J’avais dit cela, je crois, avec une certaine frayeur, en criant, sans doute. La nuit était bruyante, le friselis des feuillages des arbres, sous le souffle d’un vent régulier, formait comme un murmure oppressant suspendu dans l’air, ou ressemblait au battement d’ailes d’un monstre invisible aussi grand que le ciel; et de la terre, avec la chaleur, semblait monter un grondement venu des entrailles, comme le bruit d’une forge infernale dont on actionnait les soufflets géants. Je voyais, à l’autre bout de la rue, des formes qui s’évanouissaient pour se reformer quelques mètres plus loin, inconsistantes, désincarnées, torturées. Il n’y avait guère énormément de lumière. Dans mon attente obstinée, je regardais fréquemment vers le ciel voilé par quelques nuages étranges, qui semblaient être un décor : un léger halo argenté, comme une poussière échappée de la lune ou des étoiles, les cerclait, et rehaussait leur caractère spectral et illusoire, diabolique et trompeur. C’étaient des nuages qui avaient mal choisi leur ciel ; leur place était en enfer, dans l’obscure voûte de l’enfer. Ils avaient la forme de Satan.

 

-Je ne cherche qu’à te délasser de tes soucis, mais tu me sembles particulièrement atteint. Je sais exactement ce qu’il te faut pour…

 

Une violente quinte de toux la saisit. Elle sembla sur le point de cracher ses entrailles. Je demeurai impassible devant toutes ces répugnantes convulsions accompagnées de bruits tout aussi peu agréables. Cela dura de longues secondes, puis elle réussit, peu à peu, à se calmer.

 

-Fiche-moi la paix, vieille pute tuberculeuse. Je ne veux pas de toi.

 

La femme avait éclaté d’un rire soudain, gigantesque et inextinguible, fou. Elle avait rejeté la tête en arrière, et quoiqu’elle essayât de dire quelque chose, je n’y compris rien. Elle continuait à rire, et son rire grossissait à mesure qu’elle tentait de l’arrêter. Je me sentais ridiculisé. Je suis resté là, sans savoir que faire, à la regarder, puis je suis parti, à la hâte.

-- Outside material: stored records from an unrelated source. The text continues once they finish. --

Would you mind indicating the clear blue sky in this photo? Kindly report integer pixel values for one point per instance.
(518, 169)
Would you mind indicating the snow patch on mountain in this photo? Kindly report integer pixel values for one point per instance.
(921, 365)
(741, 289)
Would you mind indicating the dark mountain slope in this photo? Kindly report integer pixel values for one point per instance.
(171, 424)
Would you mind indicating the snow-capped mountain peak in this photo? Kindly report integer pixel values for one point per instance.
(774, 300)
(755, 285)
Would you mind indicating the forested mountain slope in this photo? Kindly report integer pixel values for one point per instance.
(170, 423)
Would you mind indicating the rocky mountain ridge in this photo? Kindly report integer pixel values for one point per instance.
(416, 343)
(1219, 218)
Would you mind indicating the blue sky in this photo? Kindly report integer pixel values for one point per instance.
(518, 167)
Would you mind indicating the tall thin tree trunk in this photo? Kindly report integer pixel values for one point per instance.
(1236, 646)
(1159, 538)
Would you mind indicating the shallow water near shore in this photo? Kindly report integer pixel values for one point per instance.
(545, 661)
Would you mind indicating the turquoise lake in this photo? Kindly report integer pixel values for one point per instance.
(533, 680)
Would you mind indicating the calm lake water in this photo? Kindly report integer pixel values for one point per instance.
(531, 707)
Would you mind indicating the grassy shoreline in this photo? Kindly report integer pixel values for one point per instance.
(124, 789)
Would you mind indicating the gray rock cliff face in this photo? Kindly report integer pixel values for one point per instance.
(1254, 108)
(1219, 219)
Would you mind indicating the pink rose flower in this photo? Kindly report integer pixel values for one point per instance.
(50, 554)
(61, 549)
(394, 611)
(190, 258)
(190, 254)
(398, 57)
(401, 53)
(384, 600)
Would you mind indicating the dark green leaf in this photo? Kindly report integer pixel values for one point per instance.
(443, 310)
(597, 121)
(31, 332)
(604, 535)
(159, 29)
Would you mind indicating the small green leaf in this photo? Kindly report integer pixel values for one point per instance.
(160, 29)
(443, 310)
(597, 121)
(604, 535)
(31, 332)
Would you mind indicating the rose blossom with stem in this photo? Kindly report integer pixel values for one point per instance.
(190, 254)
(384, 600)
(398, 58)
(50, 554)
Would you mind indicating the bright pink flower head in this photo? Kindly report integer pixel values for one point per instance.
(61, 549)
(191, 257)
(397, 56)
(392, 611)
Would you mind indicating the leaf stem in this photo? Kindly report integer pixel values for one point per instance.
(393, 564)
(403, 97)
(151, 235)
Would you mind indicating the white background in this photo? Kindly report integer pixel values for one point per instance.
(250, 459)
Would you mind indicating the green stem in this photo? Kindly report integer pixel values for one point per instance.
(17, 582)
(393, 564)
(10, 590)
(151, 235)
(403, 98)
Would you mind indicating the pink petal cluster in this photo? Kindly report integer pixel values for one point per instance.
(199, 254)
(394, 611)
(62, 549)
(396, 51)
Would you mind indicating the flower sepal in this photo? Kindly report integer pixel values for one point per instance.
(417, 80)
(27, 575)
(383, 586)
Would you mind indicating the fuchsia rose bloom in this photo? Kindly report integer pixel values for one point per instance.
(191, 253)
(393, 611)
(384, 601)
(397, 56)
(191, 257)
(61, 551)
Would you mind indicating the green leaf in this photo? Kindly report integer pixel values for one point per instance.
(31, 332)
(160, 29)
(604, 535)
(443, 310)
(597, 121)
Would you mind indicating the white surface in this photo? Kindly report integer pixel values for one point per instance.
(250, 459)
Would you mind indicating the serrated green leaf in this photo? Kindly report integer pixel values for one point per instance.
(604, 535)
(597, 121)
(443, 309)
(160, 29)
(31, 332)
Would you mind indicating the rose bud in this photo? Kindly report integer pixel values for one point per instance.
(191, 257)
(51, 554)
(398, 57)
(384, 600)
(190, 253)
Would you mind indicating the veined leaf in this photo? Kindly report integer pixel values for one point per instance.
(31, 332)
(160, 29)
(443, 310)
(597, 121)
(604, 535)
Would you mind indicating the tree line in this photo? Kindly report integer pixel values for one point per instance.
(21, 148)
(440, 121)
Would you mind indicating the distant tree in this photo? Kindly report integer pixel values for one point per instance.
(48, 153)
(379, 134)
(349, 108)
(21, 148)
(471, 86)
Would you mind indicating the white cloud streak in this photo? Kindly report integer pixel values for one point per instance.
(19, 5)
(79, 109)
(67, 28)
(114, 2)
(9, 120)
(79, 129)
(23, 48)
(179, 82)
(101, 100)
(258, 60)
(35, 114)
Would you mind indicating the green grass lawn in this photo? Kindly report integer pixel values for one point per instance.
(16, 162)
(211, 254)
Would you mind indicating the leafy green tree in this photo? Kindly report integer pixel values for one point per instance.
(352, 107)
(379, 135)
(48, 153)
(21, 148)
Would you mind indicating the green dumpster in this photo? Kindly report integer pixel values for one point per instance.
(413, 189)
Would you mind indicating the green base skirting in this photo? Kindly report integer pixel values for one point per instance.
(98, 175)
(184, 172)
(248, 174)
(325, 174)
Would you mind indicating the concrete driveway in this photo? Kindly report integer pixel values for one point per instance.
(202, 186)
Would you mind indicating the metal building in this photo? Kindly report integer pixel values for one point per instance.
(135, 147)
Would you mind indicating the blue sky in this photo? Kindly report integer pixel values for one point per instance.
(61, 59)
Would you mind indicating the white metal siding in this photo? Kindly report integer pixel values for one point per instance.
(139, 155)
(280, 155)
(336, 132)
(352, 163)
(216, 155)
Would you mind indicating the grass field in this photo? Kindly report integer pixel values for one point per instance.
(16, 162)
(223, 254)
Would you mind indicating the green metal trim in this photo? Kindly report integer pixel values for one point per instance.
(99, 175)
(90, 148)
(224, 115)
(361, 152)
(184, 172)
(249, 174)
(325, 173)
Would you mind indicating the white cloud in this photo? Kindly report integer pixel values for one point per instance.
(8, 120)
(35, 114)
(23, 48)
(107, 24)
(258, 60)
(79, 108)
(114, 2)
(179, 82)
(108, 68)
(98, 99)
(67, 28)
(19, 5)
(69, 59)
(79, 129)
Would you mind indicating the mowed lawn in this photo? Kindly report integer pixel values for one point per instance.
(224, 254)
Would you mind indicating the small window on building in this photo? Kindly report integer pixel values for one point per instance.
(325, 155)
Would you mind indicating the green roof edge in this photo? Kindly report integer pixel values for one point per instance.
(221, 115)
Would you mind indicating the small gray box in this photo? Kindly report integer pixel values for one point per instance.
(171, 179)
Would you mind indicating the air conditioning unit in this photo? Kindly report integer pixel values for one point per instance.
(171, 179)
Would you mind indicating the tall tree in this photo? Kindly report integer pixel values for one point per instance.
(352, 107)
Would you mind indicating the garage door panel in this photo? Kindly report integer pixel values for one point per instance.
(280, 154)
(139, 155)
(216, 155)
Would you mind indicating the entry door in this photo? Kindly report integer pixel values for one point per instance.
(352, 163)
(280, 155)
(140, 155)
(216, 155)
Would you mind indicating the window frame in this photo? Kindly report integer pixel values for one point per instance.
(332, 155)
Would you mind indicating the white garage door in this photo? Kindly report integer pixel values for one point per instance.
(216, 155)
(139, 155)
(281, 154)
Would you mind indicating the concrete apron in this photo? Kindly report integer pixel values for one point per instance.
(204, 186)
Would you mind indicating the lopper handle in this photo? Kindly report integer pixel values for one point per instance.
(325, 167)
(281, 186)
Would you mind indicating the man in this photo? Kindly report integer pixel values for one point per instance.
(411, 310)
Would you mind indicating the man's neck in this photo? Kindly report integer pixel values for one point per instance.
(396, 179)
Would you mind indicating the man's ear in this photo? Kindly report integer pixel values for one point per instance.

Derrière moi, le rire de la femme s’était transformé en une nouvelle horrible quinte; et ce passage du rire à la toux s’était fait naturellement, ce qui en soulignait, pour moi, le caractère monstrueux. Ma fuite a duré longtemps. J’empruntais au hasard quelques rues, les premières qui s’étaient offertes à mon pas en dérade, sans savoir où elles me mèneraient, et, après une errance terrible et sans temps, où j’entendais encore le rire souffrant de la putain qui me poursuivait et s’abattait sur moi, j’ai fini par déboucher sur une sorte de square, avec des haies en fleurs taillées. D’abord énervé, je me suis assis sous un porche,et m’en suis voulu, quand la putain a ri, de n’avoir pas été capable de rire également ou, au moins, de dire quelque chose. Mais je n’avais rien dit. Le silence l’avait une nouvelle fois emporté. Ce fut en ce moment-là, perdu dans mes pensées, que j’eus soudain l’envie de me trancher le poignet. Cela m’est venu comme ça. Je manquais d’air, et cette oppressante sensation d’être seul et à l’étroit dans ce vaste, trop vaste monde, me rongeait. Disparaître. Je sortis un couteau de ma poche. Mais je n’ai pas pu : le courage m’a manqué. Puis le couteau m’a dégoûté ; je l’ai jeté, il est allé mourir dans un fourré.

 

Fati. Tout cela était de sa faute.

 

Cela fait trois jours que je dépéris. Si je la retrouve, je lui ferai d’abord l’amour pour lui dire qu’elle m’a manqué, affreusement manqué. Ensuite, seulement, pourrai-je la tuer pour lui signifier qu’elle m’a fait souffrir. Atrocement fait souffrir.

 

Tous ces mots, toutes ces petites souffrances qui me piquent le cœur sont trop difficiles à porter. Elle le savait, pourtant, j’en suis sûr. Elle s’avait que ce n’était pas pour simplement pour le sexe que j’ai fait appel à ses services. Pourquoi m’abandonne-t-elle ainsi ?

 

Salope, je te tuerai. Je te tuerai jusqu’à ce que tu crèves, toute morte.